Estamos obligados de ir a la escuela, para que en un futuro obtengamos un empleo que beneficiará a los que diseñaron esa educación. Y para colmo, para multiplicar sus capitales, el poder ya no genera empleos, genera robots, con vida natural y artificial. Pero, ¿cómo cambiar esto? En principio, descubriendo la naturaleza de nuestro razonar: que somos seres dependientes, no libres como nos lo inculcan; que somos seres sociales y que todos aportamos algo para la vida; que desde que nacemos tenemos capacidades, habilidades, sensibilidades, que retratamos de los demás. En otras palabras, que somos el reflejo de todo y de todos los que habitamos cada mundo. Este proceso de razonamiento hará que nos formemos con los que ahora llamamos alumnos, y que eso se dé en todos los espacios y en todos los momentos. Es decir, que hacemos escuela en donde compartimos la vida, o sea en todo, y que somos unos más que aprenden de todos, y que por lo mismo el maestro desaparece. Que todos somos maestros. 

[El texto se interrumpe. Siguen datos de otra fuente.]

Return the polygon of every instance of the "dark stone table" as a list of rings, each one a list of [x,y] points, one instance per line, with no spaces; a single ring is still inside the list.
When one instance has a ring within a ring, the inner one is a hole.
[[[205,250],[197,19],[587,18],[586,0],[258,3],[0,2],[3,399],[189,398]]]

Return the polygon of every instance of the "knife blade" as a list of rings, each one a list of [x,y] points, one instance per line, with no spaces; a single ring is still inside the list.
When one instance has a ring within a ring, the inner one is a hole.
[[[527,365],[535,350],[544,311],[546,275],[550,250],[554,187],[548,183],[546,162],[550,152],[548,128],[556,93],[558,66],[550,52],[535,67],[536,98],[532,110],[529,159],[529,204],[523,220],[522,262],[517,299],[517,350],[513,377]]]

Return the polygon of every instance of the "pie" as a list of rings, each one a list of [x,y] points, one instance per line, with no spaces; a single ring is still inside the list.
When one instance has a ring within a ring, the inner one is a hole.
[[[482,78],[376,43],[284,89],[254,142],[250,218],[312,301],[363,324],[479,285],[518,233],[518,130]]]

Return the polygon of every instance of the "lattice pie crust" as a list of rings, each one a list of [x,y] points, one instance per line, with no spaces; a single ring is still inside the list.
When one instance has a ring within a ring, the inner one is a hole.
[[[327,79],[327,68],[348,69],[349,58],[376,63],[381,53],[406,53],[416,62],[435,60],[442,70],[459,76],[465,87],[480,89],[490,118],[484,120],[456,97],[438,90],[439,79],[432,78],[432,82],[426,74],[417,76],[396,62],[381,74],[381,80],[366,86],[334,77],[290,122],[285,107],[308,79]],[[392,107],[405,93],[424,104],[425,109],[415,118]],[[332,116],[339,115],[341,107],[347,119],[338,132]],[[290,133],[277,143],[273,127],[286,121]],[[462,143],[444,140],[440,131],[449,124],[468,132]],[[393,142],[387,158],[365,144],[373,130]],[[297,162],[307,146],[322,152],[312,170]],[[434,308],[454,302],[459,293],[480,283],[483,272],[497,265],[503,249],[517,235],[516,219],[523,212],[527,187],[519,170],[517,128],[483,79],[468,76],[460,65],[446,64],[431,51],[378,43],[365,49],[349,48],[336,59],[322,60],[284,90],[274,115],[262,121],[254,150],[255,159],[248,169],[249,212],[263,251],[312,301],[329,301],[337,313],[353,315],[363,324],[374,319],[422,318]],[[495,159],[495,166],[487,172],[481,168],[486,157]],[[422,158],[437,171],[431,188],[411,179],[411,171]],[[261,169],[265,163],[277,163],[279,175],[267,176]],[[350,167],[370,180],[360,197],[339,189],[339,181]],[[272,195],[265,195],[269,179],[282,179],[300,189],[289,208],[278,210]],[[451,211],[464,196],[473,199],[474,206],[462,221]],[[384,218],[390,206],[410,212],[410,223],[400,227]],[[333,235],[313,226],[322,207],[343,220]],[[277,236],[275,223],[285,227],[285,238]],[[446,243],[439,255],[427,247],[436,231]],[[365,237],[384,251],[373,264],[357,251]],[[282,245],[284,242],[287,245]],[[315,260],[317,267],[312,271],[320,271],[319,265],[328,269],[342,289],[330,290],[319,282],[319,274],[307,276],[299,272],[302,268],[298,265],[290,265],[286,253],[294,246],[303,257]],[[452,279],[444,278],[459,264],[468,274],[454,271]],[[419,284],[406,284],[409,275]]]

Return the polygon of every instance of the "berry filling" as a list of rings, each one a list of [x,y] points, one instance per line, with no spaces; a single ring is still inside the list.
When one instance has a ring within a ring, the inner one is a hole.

Que la escuela sea el sitio de reunión para que nos enseñemos todos, y que esa escuela derrumbe sus paredes para aprender de todo, y que el maestro sea sencillamente un hermano mayor, que orienta, que cuida, pero que no es el poder del conocimiento. Pensar así, nos llevará a cambiar currículas, pero fundamentalmente procesos pedagógicos, y con ello, los roles que definen y reproducen el poder del conocimiento. Implica, centralmente, reconocer nuestra natural filosofía de hacer la vida.


[Texto publicado en Guidxizá, una mirada a nuestros pueblos, suplemento cultural del Comité Melendre, publicado en EL SUR, diario independiente del Istmo. Año I, N° 46, Dom 09/Jun/2013. Se autoriza su reproducción siempre que sea citada la fuente.]